Keempat, memakan rezeki Allah tapi tidak mau bersyukur. Karunia dan syukur merupakan pasangan yang tak bisa dipisahkan. Jika tidak ada kehidupan manusia di dunia ini yang luput dari karunia Allah, maka bersyukur adalah pilihan sikap yang wajib. Orang yang tak mau bersyukur adalah orang yang tidak memahami hakikat rezeki.
Jenis anugerah Allah mungkin ia batasi hanya kepada ukuran-ukuran yang bersifat material belaka, misalnya jumlah uang, rumah, jenis makanan, dan lain-lain. Padahal, rezeki telah diterima setiap saat, berupa nikmat bendawi maupun nonbendawi.

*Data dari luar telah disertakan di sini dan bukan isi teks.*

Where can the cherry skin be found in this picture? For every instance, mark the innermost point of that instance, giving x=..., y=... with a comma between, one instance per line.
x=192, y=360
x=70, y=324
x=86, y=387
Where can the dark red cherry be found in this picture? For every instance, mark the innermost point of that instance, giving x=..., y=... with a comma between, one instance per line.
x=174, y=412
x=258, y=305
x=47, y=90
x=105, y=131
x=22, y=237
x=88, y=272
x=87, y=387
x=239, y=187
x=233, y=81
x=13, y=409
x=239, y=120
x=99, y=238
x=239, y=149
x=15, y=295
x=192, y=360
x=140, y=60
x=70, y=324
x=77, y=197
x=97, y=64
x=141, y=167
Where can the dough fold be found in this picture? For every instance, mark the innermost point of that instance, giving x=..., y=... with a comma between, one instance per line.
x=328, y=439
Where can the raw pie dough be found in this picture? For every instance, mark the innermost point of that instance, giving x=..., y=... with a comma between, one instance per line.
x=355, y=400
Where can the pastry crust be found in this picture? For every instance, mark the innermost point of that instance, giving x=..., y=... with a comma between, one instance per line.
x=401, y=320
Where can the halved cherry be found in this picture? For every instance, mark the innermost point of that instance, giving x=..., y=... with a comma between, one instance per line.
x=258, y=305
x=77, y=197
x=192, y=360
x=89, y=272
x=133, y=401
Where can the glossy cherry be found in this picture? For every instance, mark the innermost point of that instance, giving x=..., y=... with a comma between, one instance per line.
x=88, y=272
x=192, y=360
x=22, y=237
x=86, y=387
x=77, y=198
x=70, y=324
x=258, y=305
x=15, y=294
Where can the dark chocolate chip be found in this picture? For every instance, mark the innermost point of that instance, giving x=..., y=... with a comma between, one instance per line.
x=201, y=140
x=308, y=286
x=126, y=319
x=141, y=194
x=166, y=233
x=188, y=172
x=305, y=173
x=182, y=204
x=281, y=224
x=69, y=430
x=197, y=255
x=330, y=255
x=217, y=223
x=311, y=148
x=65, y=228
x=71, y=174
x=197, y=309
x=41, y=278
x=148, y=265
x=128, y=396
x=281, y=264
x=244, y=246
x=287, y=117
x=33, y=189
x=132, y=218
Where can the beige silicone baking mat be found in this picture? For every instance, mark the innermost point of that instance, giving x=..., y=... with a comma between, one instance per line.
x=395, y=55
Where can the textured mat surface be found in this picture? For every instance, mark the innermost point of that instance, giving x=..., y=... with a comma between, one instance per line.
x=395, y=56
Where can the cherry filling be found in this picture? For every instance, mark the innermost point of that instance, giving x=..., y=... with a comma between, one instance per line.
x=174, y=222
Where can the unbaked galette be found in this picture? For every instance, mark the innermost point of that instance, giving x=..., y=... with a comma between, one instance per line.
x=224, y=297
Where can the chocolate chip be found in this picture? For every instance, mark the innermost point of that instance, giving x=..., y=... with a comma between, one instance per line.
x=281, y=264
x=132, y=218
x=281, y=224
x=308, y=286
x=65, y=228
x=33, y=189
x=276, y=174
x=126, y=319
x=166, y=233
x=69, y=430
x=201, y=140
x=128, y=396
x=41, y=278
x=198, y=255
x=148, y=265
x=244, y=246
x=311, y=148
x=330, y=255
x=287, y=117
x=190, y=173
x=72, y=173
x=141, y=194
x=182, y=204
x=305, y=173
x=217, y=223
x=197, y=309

Mulai dari napas, waktu luang, akal sehat, hingga berbagai kecukupan kebutuhan lainnya seperti makan, tempat tinggal, dan pakaian. Hanya mereka yang sanggup merenungkannya yang akan jauh dari kufur nikmat alias tidak bersyukur.

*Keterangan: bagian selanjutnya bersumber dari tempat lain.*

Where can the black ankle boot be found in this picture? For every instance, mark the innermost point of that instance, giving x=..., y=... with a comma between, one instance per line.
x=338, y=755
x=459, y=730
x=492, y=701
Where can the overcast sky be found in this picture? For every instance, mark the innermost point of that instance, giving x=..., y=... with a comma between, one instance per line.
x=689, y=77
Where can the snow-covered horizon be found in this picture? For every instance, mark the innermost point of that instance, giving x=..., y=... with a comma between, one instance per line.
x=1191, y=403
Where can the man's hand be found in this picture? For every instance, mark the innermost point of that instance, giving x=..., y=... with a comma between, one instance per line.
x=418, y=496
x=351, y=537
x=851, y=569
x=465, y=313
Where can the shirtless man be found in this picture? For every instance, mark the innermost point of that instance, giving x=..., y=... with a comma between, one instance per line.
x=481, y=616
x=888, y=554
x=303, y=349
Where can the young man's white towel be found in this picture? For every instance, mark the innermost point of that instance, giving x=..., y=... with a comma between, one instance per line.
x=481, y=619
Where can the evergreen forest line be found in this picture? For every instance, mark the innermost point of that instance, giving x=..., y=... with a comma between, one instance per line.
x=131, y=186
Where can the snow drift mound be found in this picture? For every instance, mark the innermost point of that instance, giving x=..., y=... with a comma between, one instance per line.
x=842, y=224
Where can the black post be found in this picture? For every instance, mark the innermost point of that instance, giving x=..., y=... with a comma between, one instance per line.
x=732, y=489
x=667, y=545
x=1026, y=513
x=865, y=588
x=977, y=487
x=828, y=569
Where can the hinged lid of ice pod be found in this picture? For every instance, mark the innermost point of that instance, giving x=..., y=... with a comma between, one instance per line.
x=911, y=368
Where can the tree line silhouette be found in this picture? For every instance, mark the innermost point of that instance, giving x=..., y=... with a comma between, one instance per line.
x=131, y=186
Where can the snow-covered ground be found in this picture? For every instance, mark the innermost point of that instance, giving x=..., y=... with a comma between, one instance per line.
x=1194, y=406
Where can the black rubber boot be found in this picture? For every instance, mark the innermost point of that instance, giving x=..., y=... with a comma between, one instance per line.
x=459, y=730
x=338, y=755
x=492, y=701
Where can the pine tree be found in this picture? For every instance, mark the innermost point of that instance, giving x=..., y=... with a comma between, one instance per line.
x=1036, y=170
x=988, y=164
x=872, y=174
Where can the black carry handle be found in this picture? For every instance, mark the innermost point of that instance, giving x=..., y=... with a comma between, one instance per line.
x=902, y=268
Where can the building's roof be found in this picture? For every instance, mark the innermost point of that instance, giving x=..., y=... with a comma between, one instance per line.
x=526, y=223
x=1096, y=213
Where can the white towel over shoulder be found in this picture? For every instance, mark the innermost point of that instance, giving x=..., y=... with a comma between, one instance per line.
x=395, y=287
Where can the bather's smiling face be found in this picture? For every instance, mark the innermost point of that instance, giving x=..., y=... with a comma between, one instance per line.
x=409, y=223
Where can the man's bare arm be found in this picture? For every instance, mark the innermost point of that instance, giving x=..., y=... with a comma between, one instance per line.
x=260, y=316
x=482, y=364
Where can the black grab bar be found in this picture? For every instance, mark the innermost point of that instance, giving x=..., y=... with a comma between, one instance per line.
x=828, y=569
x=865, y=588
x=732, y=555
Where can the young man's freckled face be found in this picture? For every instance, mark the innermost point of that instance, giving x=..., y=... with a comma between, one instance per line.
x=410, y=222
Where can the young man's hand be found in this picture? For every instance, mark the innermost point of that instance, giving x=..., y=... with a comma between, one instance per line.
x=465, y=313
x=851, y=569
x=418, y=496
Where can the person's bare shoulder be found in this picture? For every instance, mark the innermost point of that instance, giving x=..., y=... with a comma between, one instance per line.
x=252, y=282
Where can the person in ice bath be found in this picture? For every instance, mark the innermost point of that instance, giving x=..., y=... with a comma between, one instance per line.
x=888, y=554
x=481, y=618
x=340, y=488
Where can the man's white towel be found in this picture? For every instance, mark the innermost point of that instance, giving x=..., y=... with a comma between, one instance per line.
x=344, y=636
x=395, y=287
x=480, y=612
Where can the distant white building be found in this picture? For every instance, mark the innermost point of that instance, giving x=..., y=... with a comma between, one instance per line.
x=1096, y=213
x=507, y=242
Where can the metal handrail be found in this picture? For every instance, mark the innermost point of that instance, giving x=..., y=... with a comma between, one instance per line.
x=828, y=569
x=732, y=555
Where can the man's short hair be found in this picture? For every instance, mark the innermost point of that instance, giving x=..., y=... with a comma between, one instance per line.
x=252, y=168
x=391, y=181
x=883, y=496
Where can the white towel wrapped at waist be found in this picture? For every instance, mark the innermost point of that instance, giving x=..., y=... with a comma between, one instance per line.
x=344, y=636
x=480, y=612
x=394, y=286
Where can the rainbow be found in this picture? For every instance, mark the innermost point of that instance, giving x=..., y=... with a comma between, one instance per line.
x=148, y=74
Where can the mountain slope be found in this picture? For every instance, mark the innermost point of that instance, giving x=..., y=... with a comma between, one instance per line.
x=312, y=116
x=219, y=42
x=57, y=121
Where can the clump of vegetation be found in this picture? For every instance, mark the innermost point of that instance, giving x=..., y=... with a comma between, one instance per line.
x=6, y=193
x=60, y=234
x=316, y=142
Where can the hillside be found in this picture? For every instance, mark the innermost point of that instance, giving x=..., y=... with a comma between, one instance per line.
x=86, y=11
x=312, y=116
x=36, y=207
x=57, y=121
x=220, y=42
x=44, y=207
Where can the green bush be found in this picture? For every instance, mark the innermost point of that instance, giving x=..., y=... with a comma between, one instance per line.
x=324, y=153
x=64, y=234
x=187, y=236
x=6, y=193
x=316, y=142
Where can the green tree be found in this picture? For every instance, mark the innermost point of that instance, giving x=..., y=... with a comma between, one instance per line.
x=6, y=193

Syekh Nawawi al-Bantani dalam Nashaihul ‘Ibad mengartikan syukur dengan ijrâ’ul a‘dlâ’ fî mardlâtillâh ta‘âlâ wa ijrâ’ul amwâl fîhâ (menggunakan anggota badan dan harta benda untuk sesuatu yang mendatangkan ridha Allah). Artinya, selain ucapan “alhamdulillah”, kita dianggap bersyukur bila tingkah laku kita, termasuk dalam penggunaan kekayaan kita, bukan untuk jalan maksiat kepada Allah ﷻ.

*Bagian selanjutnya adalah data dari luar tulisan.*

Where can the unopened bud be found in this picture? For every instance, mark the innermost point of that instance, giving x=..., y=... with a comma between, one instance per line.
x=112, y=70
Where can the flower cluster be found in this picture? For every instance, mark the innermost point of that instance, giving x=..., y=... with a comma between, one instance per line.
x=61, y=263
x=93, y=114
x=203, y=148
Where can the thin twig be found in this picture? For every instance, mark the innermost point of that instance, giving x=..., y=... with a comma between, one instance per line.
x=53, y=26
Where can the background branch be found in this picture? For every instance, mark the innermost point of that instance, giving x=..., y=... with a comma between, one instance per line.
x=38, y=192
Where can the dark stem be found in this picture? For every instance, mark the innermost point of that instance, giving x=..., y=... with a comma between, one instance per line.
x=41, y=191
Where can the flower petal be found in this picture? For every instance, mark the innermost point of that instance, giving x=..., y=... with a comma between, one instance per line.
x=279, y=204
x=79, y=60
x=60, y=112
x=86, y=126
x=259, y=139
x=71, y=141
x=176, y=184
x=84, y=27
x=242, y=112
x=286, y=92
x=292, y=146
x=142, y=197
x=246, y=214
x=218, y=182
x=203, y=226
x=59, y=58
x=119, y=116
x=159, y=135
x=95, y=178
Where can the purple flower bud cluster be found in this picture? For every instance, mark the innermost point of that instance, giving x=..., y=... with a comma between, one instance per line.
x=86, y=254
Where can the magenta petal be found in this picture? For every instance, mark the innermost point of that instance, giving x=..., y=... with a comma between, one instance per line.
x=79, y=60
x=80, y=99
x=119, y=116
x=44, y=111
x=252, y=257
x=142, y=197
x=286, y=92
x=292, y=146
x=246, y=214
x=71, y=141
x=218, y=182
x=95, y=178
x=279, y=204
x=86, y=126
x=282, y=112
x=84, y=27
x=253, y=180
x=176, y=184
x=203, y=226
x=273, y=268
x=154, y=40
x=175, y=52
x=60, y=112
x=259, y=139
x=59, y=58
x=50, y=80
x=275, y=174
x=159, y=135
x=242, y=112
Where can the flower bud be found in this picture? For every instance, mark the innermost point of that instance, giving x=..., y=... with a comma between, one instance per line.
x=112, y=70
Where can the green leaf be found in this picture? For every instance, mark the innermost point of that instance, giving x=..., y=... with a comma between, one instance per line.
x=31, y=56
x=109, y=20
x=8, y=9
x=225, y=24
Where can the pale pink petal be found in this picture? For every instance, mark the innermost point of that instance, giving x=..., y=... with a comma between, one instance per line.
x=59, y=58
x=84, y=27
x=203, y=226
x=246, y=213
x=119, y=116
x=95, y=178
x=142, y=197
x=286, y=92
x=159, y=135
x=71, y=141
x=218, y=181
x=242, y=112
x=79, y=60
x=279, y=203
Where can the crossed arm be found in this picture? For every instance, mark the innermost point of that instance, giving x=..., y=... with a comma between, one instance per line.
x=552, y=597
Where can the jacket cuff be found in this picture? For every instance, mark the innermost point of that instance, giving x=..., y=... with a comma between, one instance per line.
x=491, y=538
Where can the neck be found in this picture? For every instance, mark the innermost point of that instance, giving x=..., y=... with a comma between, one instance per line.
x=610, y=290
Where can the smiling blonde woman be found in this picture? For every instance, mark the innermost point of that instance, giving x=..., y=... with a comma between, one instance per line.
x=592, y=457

Perusak hati yang kelima adalah tidak ridha dengan karunia Allah. Pada level ini, orang bukan hanya tidak mau mengucapkan rasa syukur, tapi juga kerap mengeluh, merasa kurang, bahkan dalam bentuknya yang ekstrem melakukan protes kepada Allah. Allah memberikan kadar rezeki pada hambanya sesuai dengan proporsional. Tidak ada hubungan langsung bahwa yang kaya adalah mereka yang paling disayang Allah, sementara yang miskin adalah mereka yang sedang dibenci Allah. Bisa jadi justru apa yang kita sebut “kurang” sebenarnya adalah kondisi yang paling pas agar kita selamat dari tindakan melampaui batas. Betapa banyak orang berlimpah harta namun malah lalai dengan tanggung jawab kehambaannya: boros, sombong, berfoya-foya, kikir, tenggelam dalam kesibukan duniawi dan lupa akhirat, dan lain sebagainya.
وَلَوْ بَسَطَ اللَّهُ الرِّزْقَ لِعِبَادِهِ لَبَغَوْا فِي الْأَرْضِ وَلَٰكِنْ يُنَزِّلُ بِقَدَرٍ مَا يَشَاءُ ۚ إِنَّهُ بِعِبَادِهِ خَبِيرٌ بَصِيرٌ
“Dan jikalau Allah melapangkan rezeki kepada hamba-hamba-Nya tentulah mereka akan melampaui batas di muka bumi, tetapi Allah menurunkan apa yang dikehendaki-Nya dengan ukuran. Sesungguhnya Dia Maha Mengetahui (keadaan) hamba-hamba-Nya lagi Maha Melihat." (QS Asy-Syura: 27)
Keenam, mengubur orang mati namun tidak mengambil pelajaran darinya. Peristiwa kematian adalah nasihat yang lebih gamblang daripada pidato-pidato dalam panggung ceramah. Ketika ada orang meninggal, kita disajikan fakta yang jelas bahwa kehidupan dunia ini fana. Liang kuburan adalah momen perpisahan kita dengan seluruh kekayaan, jabatan, status sosial, dan popularitas yang pernah dimiliki. Selanjutnya, orang mati akan berhadapan dengan semua pertanggungjawaban atas apa yang ia perbuat selama hidup di dunia.
Rasulullah ﷺ bersabda:
إِنَّ اْلقَبْرَ أَوَّلُ مَنَازِلِ الآخِرَةِ فَإِنْ نَجَا مِنْهُ فَمَا بَعْدَهُ أَيْسَر مِنْهُ وَإِنْ لَمْ يَنْجَ مِنْهُ فَمَا بَعْدَهُ أَشَدُّ مِنْهُ
“Sungguh liang kubur merupakan awal perjalanan akhirat. Jika seseorang selamat dari (siksaan)-nya maka perjalanan selanjutnya akan lebih mudah. Namun jika ia tidak selamat dari (siksaan)-nya maka (siksaan) selanjutnya akan lebih kejam.” (HR Tirmidzi).